Standardization of disease and severity definitions for AD and CHE and the criteria used to identify and characterize individuals with AD and CHE is needed and will increase the comparability of outcomes across future studies. It may also be beneficial for future work if the causes of CHE are better understood and to compare the utilities of those who have a high risk of developing CHE (eg, high-risk professions) to health utilities of the general population. Validated preference-based health utilities associated with standardized disease scenarios are needed. This review highlighted the psychological burden of AD compared with other diseases, possibly due to the social stigma of having a visible impairment, as well as the inability to perform everyday activities. This impact could be explored further by using the SF-36 and SF-6D to survey patients with CHE. Future studies should also consider how to represent patients with mild and moderate disease severity, as patients with severe disease are often overrepresented.
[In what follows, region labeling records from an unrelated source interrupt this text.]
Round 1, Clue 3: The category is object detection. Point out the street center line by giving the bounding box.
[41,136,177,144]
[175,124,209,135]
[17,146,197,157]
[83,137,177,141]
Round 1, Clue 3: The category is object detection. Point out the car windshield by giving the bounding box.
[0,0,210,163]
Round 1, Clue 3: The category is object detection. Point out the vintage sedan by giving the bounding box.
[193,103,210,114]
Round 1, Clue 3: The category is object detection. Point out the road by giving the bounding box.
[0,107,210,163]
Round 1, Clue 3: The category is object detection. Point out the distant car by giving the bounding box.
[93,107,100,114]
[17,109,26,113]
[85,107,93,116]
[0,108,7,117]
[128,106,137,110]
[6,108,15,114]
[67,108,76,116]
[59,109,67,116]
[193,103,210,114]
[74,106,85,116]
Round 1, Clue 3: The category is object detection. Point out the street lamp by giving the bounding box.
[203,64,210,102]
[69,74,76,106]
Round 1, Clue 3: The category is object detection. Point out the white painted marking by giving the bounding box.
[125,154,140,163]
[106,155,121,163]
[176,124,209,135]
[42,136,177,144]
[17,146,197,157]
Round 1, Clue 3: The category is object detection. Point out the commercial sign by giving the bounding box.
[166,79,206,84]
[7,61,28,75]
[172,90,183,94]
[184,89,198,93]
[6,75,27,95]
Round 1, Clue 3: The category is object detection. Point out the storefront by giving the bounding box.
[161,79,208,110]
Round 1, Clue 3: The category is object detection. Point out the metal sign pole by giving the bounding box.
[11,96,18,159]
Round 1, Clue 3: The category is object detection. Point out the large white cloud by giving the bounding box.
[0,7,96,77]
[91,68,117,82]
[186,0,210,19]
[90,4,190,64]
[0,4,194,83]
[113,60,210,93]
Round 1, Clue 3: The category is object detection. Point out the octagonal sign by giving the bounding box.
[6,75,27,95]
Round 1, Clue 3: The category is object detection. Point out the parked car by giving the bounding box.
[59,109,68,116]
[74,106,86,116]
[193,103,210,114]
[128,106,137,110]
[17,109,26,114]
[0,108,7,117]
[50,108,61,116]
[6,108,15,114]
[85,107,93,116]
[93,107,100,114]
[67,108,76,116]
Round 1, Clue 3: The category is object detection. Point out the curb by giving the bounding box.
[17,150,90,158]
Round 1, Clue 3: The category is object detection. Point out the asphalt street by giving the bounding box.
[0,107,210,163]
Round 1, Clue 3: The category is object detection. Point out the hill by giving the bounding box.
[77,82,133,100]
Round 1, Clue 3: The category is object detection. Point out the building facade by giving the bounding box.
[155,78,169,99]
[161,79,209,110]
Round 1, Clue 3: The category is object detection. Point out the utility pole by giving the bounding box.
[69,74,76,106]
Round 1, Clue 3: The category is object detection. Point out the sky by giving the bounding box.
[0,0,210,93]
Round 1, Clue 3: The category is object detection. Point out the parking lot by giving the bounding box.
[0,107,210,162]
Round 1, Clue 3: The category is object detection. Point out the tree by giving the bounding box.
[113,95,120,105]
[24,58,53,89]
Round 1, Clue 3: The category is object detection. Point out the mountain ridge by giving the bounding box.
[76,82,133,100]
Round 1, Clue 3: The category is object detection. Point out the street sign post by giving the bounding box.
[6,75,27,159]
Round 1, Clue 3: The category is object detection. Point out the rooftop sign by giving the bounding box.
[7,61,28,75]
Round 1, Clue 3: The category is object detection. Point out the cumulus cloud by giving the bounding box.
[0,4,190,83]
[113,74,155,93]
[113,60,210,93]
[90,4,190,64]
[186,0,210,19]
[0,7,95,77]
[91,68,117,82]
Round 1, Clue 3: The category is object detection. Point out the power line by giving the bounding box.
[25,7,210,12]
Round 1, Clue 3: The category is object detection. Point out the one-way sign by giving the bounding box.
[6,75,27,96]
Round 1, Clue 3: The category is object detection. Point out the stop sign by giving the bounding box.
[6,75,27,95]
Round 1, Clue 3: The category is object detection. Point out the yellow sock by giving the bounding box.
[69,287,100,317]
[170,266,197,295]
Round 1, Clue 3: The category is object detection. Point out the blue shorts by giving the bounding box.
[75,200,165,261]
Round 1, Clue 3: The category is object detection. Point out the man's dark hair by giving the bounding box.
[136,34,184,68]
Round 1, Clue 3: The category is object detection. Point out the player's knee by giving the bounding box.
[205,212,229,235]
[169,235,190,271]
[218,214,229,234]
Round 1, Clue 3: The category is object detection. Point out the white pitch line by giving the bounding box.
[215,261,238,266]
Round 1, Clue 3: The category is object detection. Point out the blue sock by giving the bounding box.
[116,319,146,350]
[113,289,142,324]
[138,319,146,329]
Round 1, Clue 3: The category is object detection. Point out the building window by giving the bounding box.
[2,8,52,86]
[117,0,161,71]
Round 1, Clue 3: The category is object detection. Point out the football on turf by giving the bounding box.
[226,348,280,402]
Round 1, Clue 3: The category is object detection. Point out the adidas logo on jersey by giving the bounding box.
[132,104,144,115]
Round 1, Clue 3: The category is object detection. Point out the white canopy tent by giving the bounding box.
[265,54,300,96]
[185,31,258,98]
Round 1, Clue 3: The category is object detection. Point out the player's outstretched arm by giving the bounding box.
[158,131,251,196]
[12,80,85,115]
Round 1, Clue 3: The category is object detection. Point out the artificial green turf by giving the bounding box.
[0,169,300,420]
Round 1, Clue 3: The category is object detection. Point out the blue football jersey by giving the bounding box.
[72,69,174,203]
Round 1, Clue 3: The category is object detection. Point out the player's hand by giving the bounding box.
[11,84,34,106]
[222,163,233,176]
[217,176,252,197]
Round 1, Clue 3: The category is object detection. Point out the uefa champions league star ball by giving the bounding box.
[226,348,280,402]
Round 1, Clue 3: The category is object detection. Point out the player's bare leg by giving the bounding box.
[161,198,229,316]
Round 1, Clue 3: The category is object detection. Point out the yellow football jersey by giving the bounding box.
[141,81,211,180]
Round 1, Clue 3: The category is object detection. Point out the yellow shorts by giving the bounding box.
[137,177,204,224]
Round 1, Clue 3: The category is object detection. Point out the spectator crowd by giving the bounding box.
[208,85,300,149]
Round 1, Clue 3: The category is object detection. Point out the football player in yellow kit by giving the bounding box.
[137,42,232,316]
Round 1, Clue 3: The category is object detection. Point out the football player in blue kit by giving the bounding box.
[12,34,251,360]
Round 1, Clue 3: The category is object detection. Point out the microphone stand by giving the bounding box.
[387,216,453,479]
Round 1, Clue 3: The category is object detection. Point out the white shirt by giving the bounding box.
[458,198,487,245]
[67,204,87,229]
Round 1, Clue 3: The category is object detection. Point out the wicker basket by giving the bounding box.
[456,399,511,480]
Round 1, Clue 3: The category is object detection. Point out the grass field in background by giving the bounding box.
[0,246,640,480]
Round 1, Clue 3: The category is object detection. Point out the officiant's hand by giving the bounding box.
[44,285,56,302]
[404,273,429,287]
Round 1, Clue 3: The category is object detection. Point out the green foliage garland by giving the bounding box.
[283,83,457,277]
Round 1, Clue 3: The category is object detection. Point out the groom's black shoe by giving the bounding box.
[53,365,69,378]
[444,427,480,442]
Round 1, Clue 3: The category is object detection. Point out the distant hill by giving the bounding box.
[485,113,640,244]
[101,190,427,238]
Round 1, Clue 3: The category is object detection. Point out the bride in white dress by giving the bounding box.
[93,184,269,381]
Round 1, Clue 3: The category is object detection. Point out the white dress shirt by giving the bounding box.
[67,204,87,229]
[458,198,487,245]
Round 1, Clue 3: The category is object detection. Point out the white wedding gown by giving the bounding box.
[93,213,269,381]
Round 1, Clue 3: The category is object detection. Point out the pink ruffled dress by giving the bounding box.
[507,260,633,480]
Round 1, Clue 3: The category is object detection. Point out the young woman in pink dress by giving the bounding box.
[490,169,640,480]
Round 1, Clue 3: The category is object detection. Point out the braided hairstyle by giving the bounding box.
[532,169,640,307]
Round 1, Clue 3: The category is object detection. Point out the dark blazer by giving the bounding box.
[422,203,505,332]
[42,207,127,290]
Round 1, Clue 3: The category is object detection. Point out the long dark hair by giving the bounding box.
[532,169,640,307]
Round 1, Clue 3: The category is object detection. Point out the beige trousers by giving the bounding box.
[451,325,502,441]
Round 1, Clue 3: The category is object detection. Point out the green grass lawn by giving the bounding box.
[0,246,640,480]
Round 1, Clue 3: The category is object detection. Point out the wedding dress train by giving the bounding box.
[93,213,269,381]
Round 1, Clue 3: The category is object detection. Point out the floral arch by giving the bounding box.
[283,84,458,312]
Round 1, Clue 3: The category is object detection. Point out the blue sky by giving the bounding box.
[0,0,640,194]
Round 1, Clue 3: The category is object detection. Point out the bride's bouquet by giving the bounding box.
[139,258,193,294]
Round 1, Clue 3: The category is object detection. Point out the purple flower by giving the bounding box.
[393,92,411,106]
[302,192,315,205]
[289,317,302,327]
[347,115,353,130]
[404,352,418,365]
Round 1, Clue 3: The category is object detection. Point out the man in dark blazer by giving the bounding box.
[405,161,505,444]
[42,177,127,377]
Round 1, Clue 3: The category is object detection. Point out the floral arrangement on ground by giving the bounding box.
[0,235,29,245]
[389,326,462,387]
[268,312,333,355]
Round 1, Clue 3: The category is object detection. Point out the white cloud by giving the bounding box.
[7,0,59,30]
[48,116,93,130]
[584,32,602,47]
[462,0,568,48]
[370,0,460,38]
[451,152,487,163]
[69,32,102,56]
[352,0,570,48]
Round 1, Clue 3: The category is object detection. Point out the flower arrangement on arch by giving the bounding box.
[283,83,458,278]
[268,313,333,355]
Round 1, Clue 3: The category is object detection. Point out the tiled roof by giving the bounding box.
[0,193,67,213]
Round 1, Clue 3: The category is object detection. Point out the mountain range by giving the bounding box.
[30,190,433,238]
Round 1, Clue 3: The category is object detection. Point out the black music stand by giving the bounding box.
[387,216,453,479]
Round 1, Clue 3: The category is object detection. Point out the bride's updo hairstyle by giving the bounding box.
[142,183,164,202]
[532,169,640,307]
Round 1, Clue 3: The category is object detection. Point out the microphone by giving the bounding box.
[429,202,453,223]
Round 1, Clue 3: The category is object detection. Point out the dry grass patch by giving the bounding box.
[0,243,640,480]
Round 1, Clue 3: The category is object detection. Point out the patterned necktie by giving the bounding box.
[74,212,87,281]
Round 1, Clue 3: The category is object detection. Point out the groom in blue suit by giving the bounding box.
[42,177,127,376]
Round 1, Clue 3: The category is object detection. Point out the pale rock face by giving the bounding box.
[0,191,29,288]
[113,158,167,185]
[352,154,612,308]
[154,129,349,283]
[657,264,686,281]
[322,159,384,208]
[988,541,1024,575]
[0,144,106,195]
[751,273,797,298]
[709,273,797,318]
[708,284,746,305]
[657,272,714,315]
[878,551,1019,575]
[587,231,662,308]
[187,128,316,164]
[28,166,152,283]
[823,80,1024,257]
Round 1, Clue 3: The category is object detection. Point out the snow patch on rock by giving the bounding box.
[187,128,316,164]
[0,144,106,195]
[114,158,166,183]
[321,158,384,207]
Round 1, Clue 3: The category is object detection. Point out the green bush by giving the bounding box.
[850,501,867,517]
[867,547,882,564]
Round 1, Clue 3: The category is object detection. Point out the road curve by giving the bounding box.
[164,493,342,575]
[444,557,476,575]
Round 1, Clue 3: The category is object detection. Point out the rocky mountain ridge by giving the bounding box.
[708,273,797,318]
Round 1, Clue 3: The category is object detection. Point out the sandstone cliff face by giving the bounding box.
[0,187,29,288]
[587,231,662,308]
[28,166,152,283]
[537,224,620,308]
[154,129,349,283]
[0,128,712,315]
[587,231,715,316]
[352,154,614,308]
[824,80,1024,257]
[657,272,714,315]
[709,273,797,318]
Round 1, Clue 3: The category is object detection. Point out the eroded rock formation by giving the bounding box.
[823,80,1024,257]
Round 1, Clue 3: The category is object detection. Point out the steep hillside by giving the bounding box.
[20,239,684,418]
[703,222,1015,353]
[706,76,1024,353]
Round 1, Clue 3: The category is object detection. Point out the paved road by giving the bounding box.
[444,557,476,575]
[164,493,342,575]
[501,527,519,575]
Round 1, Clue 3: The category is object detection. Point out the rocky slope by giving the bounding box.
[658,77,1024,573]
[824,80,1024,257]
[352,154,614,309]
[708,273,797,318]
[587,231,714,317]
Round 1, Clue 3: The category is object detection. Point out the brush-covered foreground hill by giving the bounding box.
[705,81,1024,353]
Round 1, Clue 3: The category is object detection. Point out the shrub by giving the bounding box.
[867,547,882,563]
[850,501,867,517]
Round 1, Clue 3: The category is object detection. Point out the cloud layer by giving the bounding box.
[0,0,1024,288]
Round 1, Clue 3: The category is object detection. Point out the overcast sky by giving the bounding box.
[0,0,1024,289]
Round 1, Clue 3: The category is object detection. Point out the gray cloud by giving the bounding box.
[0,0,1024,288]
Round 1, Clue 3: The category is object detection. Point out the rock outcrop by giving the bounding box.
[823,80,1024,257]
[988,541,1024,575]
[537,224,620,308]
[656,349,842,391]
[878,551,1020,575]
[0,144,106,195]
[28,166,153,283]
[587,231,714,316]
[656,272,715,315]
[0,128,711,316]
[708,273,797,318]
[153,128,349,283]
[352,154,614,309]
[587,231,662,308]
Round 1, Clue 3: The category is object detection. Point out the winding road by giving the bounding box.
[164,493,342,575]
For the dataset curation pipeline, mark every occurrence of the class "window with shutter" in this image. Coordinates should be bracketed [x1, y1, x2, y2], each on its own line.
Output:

Overall, this review helps to emphasize the disutility and loss in HRQoL of patients with AD and CHE, whose lives can be as strenuous as those of patients living with other diseases, such as cancer or type 2 diabetes. In particular, compared with most other chronic conditions, moderate to severe AD and CHE have a bigger impact on HRQoL—in terms of the upper limits of EQ-5D and SF-36 for AD and the lower limit of EQ-5D VAS for CHE (SF-36 and SF-6D values not available from identified studies). The results of this review can assist in anticipating future resource needs for AD and CHE, especially as AD and hand eczema prevalence rates are increasing.